Despite the time that's passed already, the 77 pages (mostly restating the rules of government contracting) contained in this RFP only actually sketch out a few key requirements for the vessel, hereafter known as "FFG(X)":
- First and foremost, we're now definitely talking about an FFG, or "guided missile frigate," so a vessel packing some real offensive missile punch. This contrasts with the existing LCS design, which lacks a dedicated missile capability.
- "Aviation integration" is to be part of the design, so this frigate will carry helicopters, or at least drones.
- The frigate in question is not to be designed from the keel up as a "clean sheet." Rather, defense contractors are to propose using an existing "parent design" vessel that has already "been through production and demonstrated (full scale) at sea," and modify it to suit the Navy's needs.
- The modifications are to "use ... commercially available, non-developmental and proven technologies," and equipment "common" to other U.S. Navy warships whenever possible.
That sketches out the bare bones of the program -- but still leaves a lot of details floating in the water. How fast must the frigate go? How much armament must it carry? How much damage must it be able to endure? Does it have to -- and this could be key -- produce enough electrical "juice" to power newfangled weapons systems such as railguns and laser cannons?
We just don't know.
Timeline, cost, and bidders
The Navy's RFP doesn't even contain much in the way of a timeline, other than mentioning that construction should begin by 2020. Fortunately, just a couple days after the RFP came out, the Congressional Research Service published a report filling in a few more details that should interest investors.
Production of the first frigate, as the RFP stated, is to begin in 2020, followed by a second in 2021. Construction should then continue through 2030 at the rate of two ships per year, until the Navy receives a full complement of 20 warships.
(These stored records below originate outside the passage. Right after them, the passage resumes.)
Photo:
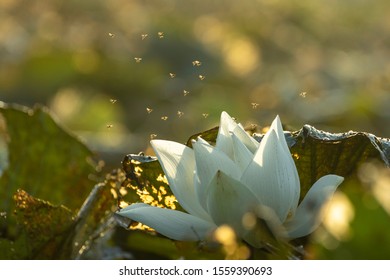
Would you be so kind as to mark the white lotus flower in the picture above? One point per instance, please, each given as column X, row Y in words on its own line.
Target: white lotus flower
column 222, row 184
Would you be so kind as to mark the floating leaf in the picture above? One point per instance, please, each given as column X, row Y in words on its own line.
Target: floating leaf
column 317, row 153
column 146, row 182
column 95, row 219
column 45, row 227
column 44, row 160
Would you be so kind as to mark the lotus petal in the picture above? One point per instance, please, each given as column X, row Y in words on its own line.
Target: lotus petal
column 178, row 163
column 307, row 217
column 171, row 223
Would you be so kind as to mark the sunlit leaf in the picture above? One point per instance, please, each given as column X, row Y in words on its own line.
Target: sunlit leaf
column 146, row 182
column 95, row 220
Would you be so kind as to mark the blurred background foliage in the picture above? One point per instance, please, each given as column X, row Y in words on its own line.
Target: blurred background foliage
column 117, row 73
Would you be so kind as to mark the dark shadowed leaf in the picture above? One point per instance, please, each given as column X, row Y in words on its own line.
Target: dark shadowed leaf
column 95, row 222
column 44, row 159
column 317, row 153
column 44, row 228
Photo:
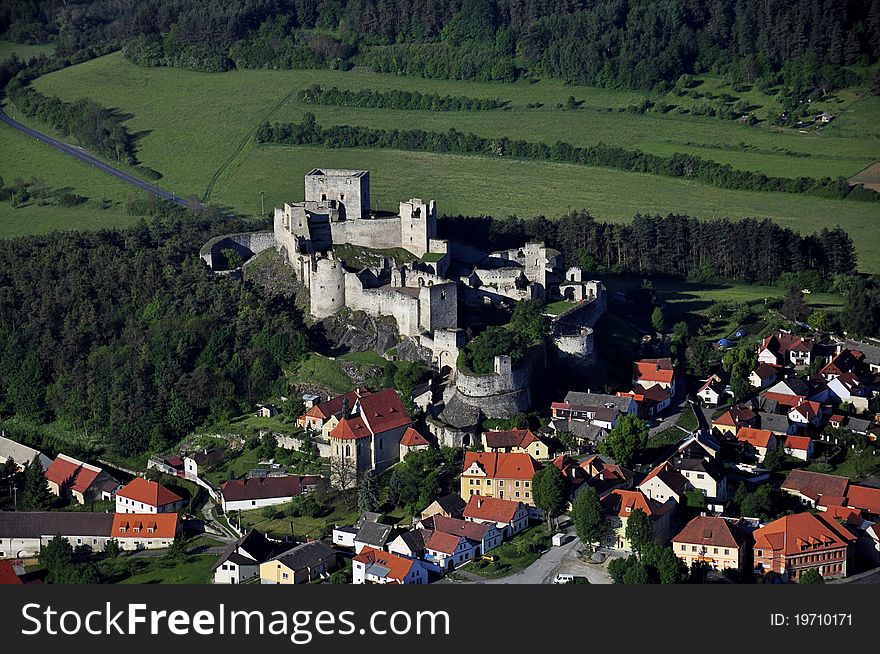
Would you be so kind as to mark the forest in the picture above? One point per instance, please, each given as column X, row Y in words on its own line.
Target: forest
column 751, row 250
column 799, row 44
column 129, row 336
column 309, row 132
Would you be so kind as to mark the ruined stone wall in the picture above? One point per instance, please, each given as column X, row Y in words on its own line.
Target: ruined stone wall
column 376, row 233
column 247, row 244
column 385, row 301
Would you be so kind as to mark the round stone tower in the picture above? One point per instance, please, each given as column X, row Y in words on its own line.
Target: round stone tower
column 327, row 288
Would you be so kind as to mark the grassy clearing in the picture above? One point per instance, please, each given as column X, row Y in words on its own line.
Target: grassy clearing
column 22, row 157
column 318, row 370
column 192, row 570
column 475, row 185
column 515, row 555
column 196, row 129
column 23, row 50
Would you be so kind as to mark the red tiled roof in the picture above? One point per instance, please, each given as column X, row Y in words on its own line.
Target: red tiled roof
column 412, row 438
column 510, row 438
column 69, row 473
column 398, row 566
column 624, row 502
column 794, row 534
column 148, row 492
column 502, row 465
column 334, row 406
column 734, row 416
column 864, row 498
column 7, row 574
column 470, row 530
column 798, row 442
column 710, row 531
column 144, row 525
column 260, row 488
column 654, row 370
column 755, row 437
column 442, row 542
column 491, row 508
column 815, row 484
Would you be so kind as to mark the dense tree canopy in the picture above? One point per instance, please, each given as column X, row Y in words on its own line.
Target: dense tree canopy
column 127, row 334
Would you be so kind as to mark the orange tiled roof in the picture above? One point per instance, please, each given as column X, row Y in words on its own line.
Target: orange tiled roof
column 398, row 566
column 501, row 465
column 802, row 532
column 755, row 437
column 144, row 525
column 491, row 508
column 148, row 492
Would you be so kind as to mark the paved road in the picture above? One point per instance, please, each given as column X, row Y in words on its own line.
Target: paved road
column 85, row 156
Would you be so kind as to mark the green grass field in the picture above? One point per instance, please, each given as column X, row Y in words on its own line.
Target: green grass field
column 197, row 130
column 22, row 157
column 23, row 50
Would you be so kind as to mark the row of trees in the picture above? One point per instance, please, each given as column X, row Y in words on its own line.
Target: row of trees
column 396, row 99
column 679, row 165
column 606, row 42
column 749, row 250
column 127, row 336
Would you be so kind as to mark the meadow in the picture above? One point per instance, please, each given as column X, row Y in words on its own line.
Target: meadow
column 197, row 130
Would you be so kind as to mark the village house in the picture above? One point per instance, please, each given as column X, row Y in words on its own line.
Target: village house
column 596, row 409
column 756, row 442
column 411, row 544
column 412, row 441
column 80, row 481
column 764, row 375
column 505, row 476
column 23, row 534
column 706, row 476
column 518, row 441
column 317, row 415
column 735, row 418
column 258, row 492
column 800, row 447
column 712, row 391
column 145, row 531
column 654, row 372
column 449, row 506
column 373, row 566
column 240, row 561
column 510, row 517
column 301, row 564
column 870, row 354
column 619, row 505
column 795, row 543
column 848, row 389
column 784, row 348
column 21, row 455
column 143, row 496
column 367, row 436
column 663, row 483
column 485, row 536
column 718, row 542
column 448, row 551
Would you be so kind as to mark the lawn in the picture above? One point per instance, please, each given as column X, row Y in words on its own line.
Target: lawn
column 197, row 128
column 23, row 50
column 318, row 370
column 515, row 555
column 156, row 570
column 22, row 157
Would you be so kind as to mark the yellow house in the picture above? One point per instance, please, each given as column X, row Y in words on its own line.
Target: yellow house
column 715, row 541
column 501, row 475
column 304, row 563
column 516, row 441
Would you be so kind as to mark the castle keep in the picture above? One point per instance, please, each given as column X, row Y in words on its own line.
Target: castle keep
column 423, row 295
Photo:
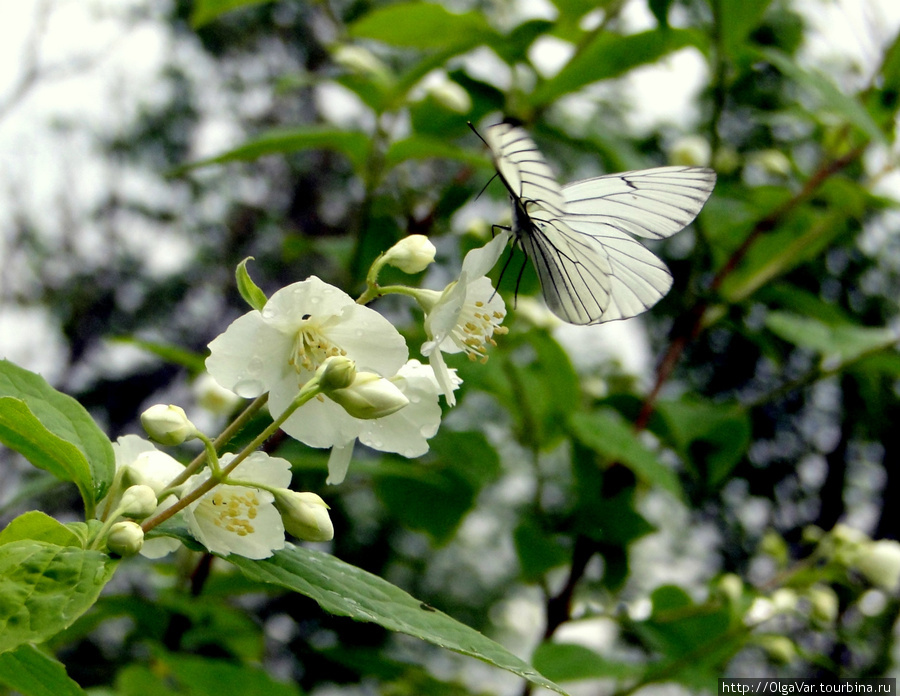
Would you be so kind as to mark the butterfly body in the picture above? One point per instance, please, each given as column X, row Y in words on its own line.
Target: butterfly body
column 581, row 237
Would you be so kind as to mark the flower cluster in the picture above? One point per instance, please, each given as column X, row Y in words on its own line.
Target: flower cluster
column 332, row 372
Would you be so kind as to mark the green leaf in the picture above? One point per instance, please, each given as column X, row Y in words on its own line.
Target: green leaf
column 843, row 341
column 710, row 437
column 799, row 238
column 606, row 432
column 424, row 147
column 189, row 674
column 176, row 355
column 283, row 140
column 36, row 526
column 830, row 96
column 21, row 431
column 44, row 588
column 249, row 290
column 567, row 662
column 737, row 20
column 660, row 10
column 435, row 497
column 611, row 55
column 695, row 640
column 345, row 590
column 57, row 431
column 34, row 673
column 538, row 551
column 206, row 11
column 422, row 25
column 533, row 378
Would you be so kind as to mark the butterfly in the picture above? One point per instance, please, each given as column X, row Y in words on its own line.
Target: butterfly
column 581, row 236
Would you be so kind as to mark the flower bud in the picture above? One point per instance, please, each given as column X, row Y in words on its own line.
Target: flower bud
column 125, row 538
column 731, row 586
column 690, row 150
column 305, row 515
column 784, row 600
column 779, row 648
column 138, row 502
column 168, row 425
column 411, row 254
column 336, row 372
column 369, row 396
column 879, row 562
column 213, row 397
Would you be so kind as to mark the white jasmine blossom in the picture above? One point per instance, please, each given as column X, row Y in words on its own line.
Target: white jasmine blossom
column 405, row 432
column 879, row 562
column 369, row 396
column 465, row 316
column 241, row 519
column 279, row 349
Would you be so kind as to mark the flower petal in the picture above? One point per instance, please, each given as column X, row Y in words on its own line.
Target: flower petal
column 407, row 431
column 339, row 462
column 479, row 261
column 316, row 423
column 262, row 468
column 443, row 317
column 369, row 339
column 287, row 307
column 442, row 375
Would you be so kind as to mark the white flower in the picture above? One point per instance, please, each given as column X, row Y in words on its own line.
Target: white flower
column 411, row 254
column 279, row 349
column 305, row 515
column 824, row 604
column 168, row 424
column 241, row 519
column 879, row 561
column 465, row 316
column 406, row 431
column 369, row 396
column 145, row 465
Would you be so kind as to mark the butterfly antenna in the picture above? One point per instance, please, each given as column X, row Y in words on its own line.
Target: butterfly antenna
column 519, row 280
column 470, row 125
column 505, row 266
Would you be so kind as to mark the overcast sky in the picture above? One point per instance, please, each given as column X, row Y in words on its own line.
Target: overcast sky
column 93, row 68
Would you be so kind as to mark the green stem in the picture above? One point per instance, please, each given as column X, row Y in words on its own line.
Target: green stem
column 374, row 291
column 236, row 425
column 307, row 392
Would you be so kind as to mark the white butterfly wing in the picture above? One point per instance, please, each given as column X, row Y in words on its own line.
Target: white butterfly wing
column 581, row 237
column 589, row 280
column 654, row 203
column 522, row 167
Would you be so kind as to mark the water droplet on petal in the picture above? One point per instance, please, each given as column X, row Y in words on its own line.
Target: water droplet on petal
column 255, row 366
column 248, row 388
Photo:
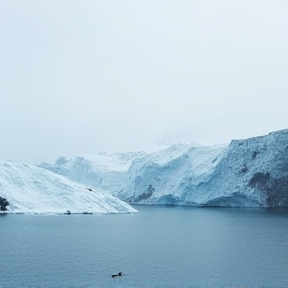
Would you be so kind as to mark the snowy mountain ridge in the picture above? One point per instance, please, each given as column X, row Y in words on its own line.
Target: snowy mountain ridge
column 246, row 173
column 30, row 189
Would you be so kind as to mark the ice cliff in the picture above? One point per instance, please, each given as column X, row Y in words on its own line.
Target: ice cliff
column 30, row 189
column 246, row 173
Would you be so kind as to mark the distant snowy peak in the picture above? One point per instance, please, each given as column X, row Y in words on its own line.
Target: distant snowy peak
column 30, row 189
column 249, row 172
Price-wise, most frigates should cost approximately $950 million apiece (the prototype can cost a little more) resulting in an overall program cost of perhaps $20 billion for the winning contractor. And only one contractor will win this contract: unlike the LCS program, frigate production will not be split between two different prime contractors.
As for who this contractor might be, production is to take place within the continental United States, a fact which suggests the prime contractor candidates will be limited to the usual suspects: Lockheed Martin (NYSE:LMT), General Dynamics (NYSE:GD), and Huntington Ingalls (NYSE:HII). That being said, the frigate may be based on a "parent design" from either domestic or foreign military shipbuilders. This raises the possibility that, whichever of the Big Three wins the prime contract, it could theoretically end up sharing its revenues with a foreign partner, which could be contributing the hull design.
Before French, British, German, and other military frigate producers get their hopes up too high, though, remember: Lockheed Martin (maker of the Freedom-class LCS), General Dynamics (Independence LCS), and Huntington Ingalls (which builds the National Security Cutter) each already has its own basic hull design in hand. Chances are good that, when bidding, they'll favor these respective "parent" designs so as to keep all the revenues to themselves.
There's always the possibility of a big foreign shipbuilder partnering with a smaller U.S. company as its prime, of course -- sort of like how Embraer partners (successfully) with Sierra Nevada to build Super Tucano fighter planes for the Pentagon, or how Airbus partnered with Northrop Grumman to bid to build the Air Force's new tanker aircraft a few years ago (unsuccessfully).
Still, if I were a betting man, I'd wouldn't put my money on a foreign competitor. When all's said and done, I expect to see Lockheed, General Dynamics, or Huntington Ingalls sail away with the win and collect the $20 billion prize at the end.